Formerly recording and performing under the name Saint Pepsi, Skylar Spence took to the Big Top on Sunday afternoon, providing a healthy dose of sugary, poppy dance tunes. Dancing along with a giant grin on his face the entire set, Skylar was having a great time; if only he didn’t have to stay at those decks or he likely would have taken to the floor himself. Sporting a great mix of his own compositions and some fun remixes, Spence ended the set by bringing out a microphone and delivering a great vocal performance before Classixx took over. It would’ve been nice to hear him to perform some more of his own pieces, but it also wouldn’t have worked with the Big Top’s stage template of alternating DJ’s. Regardless, Spence did a great job of getting everyone moving under the Big Top before Classixx came up to sport his more retrospective dance mix.
While Classixx may have been one of the least attended sets at the festival (Grimes played at the same time), those who checked him out under the Big Top found a consistently great mix of disco and pop-inspired dance. Interestingly, Classixx was the only artist on the day’s bill strictly doing a DJ Set. And Classixx played a solid mix of tasty and danceable tunes, which made sure bodies didn’t stop moving. I can’t say I know too much of what was being played during his eclectic and immersive set, but there was definitely some Todd Terje in there, and that stuff always gets me moving.
While I wasn’t able to catch too much of this, what I did manage to see of Lee Foss’ 2-hour set at the Bollywood stage was something else. Even with a giant mass of attendees still over at the Main Stage for Grimes, a lot of people made their way to the Bollywood Stage for one of the biggest sweatiest dance parties of the weekend. Dropping a powerful mix of techno, acid house and deep house, he did a stellar job of keeping the vibes high, since the people watching didn’t stop moving. Perhaps it’s the stage’s proximity to the dress-up tent, but the most intriguing mix of costumes were always at the Bollywood stage.
After only 2 years of being in Toronto, Bestival is quickly making a name for itself. There are countless things to keep you occupied aside from the great music offered. If you found yourself here, saying “dude, this is boring”, then you may just be allergic to fun. I’m already starting to anticipate what next year might be like, but for now I’ll look back on this weekend thinking that Bestival knows how to do a festival the right way.

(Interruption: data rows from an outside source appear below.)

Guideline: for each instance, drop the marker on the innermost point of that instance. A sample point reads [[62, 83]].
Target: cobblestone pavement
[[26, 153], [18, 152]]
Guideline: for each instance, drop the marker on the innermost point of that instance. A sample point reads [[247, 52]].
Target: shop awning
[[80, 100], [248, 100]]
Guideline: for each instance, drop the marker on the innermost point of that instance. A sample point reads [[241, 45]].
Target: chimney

Of course it helps that the weather was incredible and very few other problems arose, at least none that were too obvious. Attendees had a difficult time getting back to their respective homes after the events on Saturday due to subway closures, but it was still nothing compared to the mass of people trying to get off of Toronto Island last year. All in all, I’d say that Bestival did one hell of a job in 2016. I’m pumped to see where they take it next year.